The author then begins to draw the book together. Not by proposing theories, but at least by listing those features that seem to be common. Preeminent is faith. An absolute certainty that healing will occur is what matters, and this certainty on the part of the healer seems more important than that of the person requiring healing. Paradoxically, the actual truth of the belief is unimportant - so long as its falsity does not prick the bubble of faith. The healer holds the person to be healed in mind - prays for him wills that his body shall repair itself. The author quotes plenty of examples but does not have very much to say about the actual technique except to refer the reader to Dr Lawrence LeShan who has published a series of books all concerned with "faith healing" to a greater or lesser extent.

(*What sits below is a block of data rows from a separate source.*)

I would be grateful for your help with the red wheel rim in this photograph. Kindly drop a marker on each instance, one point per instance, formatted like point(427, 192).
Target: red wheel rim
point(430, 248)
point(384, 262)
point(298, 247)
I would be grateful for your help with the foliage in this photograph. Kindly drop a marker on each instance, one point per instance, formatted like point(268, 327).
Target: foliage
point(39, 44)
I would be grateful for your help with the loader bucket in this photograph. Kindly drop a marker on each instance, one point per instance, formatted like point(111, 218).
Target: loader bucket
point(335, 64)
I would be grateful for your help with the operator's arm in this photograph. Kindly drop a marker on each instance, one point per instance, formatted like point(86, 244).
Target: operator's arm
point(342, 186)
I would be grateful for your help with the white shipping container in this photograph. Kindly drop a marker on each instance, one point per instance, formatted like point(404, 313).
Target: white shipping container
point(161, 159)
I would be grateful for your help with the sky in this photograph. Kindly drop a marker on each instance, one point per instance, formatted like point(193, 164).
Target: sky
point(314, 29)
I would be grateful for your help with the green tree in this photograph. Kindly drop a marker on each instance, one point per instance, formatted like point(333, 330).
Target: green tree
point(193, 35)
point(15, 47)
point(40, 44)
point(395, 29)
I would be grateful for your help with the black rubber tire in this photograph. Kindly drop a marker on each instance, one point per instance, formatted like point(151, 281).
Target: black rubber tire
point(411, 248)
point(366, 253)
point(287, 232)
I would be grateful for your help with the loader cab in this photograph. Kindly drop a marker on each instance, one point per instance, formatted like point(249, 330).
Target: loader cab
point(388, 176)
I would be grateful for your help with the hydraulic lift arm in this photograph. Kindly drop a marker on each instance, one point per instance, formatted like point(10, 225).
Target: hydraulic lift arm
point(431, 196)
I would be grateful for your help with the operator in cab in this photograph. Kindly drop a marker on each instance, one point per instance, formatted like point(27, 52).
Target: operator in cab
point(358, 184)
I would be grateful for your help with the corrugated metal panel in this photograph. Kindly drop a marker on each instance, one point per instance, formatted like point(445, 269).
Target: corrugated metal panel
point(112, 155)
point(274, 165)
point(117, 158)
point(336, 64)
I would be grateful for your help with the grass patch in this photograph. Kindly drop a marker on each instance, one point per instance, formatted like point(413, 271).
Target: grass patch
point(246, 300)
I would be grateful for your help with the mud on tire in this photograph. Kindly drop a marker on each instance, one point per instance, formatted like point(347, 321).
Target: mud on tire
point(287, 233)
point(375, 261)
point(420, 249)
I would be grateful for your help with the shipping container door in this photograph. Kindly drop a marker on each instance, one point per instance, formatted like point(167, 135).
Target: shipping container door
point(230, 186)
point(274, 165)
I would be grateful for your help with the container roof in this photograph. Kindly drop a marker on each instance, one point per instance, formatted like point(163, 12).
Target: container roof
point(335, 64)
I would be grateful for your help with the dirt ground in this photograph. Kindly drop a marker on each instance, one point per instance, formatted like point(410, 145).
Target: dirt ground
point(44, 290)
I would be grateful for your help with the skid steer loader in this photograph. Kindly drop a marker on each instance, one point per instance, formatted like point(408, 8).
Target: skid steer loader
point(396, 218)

LeShan deserves fuller mention in a review of Playfair's book. He is an American psychologist who had been working with the mental problems of terminally ill cancer patients. Soon he realised that the attitude of his patients to their illness had a profound effect upon their recovery. Those wil the most positive, fighting attitude would confound their physicians - and LeShan - by unexpected remission. As a result he began to enquire into the whole area of the relationship between science and the spiritual life. He published the result of his research in his book called The Medium, the Mystic and the Physicist (published in Britain as Clairvoyant Reality). He explained how he started with a conventional scientific belief but, by going to the original papers concerned with extra-sensory perception, he soon realised that the explanation of his patients' remissions might lie in this area. He continued his research by interviewing many faith healers and clairvoyants both in the States and in Britain and finally began to put his findings to the test by training himself and others to become healers. His further books, How to Meditate and You can Fight for your Life go along way towards passing on his skills to the general reader.

His most recent book, Holistic Health, is subtitled "How to Understand and Use the Revolution in Medicine". His whole philosophy of healing is epitomised in the title of his second chapter: "The Mechanic and the Gardener." If something is wrong with a motorcar it is the mechanic's job to find out what it is and correct it, usually by some physical operation on the car. Occasionally he needs to change the car's environment by telling the driver to supply more oil or when to push in the choke. But if a plant seems unhealthy the gardener's first approach should be to consider the environment - food, water, light -and only rarely will he resort to pruning a sickly plant. LeShan believes that humans should be treated in the same way. The doctor should certainly do his best to diagnose what is wrong and he should put right any obvious faults such as misplaced bones ordeficiencies in the diet; but he should be very reluctant to interfere directly when the fault has been caused by the body's own misfunctioning - whether in allowing cells to reproduce excessively as in cancer or in not producing sufficient antibodies to combat an invasion by a foreign organism.

I believe these books are important to the medical profession and its patients because they point to the new direction that medicine is beginning, oh so hesitantly, to take. But they should be of even greater interest to those readers who are searching for a fuller understanding of God's purpose. Neither author makes more than a passing reference to God or to Christ but both are convinced that there is no need to go back to biblical times to hear of miracles; they are happening all around us and, with a little application, we should be able to work them for ourselves.